福利院就像一个大家庭,老人们成了陈方院长日夜牵挂的“家人”。 均 蒋迪雯 摄
福利院的床位越来越吃香了。交到陈方手里的“条子”与日俱增,这个有点执拗的院长依然秉持他的原则:没有特例,不收“条子”。
各级领导托来的私人关系,陈方总是挡驾的。在他眼里算得上“特例”的,一是有需求的福利院员工家人——他说 “我们员工社会地位太低,只有这点能让他感到些许自豪”;再便是区里领导托来的特殊困难对象。但有一次,陈方为一位老人主动开了“口子”。
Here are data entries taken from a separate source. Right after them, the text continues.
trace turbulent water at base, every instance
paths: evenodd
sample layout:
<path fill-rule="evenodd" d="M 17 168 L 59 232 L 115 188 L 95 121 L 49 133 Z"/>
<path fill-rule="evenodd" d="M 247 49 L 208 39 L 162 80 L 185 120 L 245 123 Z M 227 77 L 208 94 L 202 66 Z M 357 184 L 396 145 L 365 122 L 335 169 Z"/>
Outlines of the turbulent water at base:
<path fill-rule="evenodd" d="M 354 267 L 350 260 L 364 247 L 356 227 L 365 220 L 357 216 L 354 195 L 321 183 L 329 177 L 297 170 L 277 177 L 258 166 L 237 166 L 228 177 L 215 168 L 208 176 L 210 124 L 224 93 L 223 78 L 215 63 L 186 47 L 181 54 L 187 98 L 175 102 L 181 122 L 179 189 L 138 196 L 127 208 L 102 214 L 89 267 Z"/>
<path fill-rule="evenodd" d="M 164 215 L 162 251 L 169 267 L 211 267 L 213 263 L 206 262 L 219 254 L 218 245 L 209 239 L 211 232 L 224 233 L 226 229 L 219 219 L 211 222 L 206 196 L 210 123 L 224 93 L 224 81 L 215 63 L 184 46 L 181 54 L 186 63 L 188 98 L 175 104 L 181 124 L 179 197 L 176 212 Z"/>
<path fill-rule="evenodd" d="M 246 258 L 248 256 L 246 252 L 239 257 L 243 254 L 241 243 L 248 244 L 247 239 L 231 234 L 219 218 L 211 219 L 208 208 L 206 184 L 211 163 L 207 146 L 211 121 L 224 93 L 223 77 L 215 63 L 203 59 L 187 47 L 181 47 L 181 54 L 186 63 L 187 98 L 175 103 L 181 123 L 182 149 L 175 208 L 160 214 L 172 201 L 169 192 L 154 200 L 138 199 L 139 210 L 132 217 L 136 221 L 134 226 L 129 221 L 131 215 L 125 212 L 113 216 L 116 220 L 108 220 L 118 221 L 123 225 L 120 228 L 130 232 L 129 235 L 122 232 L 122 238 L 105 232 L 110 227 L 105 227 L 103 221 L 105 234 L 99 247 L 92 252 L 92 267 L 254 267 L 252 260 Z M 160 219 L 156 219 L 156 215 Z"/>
对方并不是区里点名的“困难户”,也没有走排队程序,只是听了对方亲属的一次哭诉,陈方就决定把他接进来。这多少有点破格,陈方告诉同事们雷竞技APP,自己“动了恻隐之心”。
在成功地打动陈方,让哥哥破格住进福利院的几个月后,弟弟突然对福利院翻了脸,因为哥哥的脚烫伤了。
在旁人看来,弟弟似乎应该感谢陈方才是。如果没有后者的坚持,也许哥哥根本住不进这个让许多人等待的地方。对这个家庭而言,福利院已经解了他们的燃眉之急。
陈方是被兄弟俩的遭遇打动的。他至今记得弟弟第一次找到他的情景。弟弟自己找上门,他恳求陈方:一定要帮帮我哥。
兄弟俩出身单亲家庭,从小由母亲养大。文革期间,哥哥插队落户,多年后回到上海,一直没能成家,与老母亲相依为命。哥哥的生活始终不顺,经济拮据不算,又患上糖尿病,行走日趋不便,视力也急剧下降。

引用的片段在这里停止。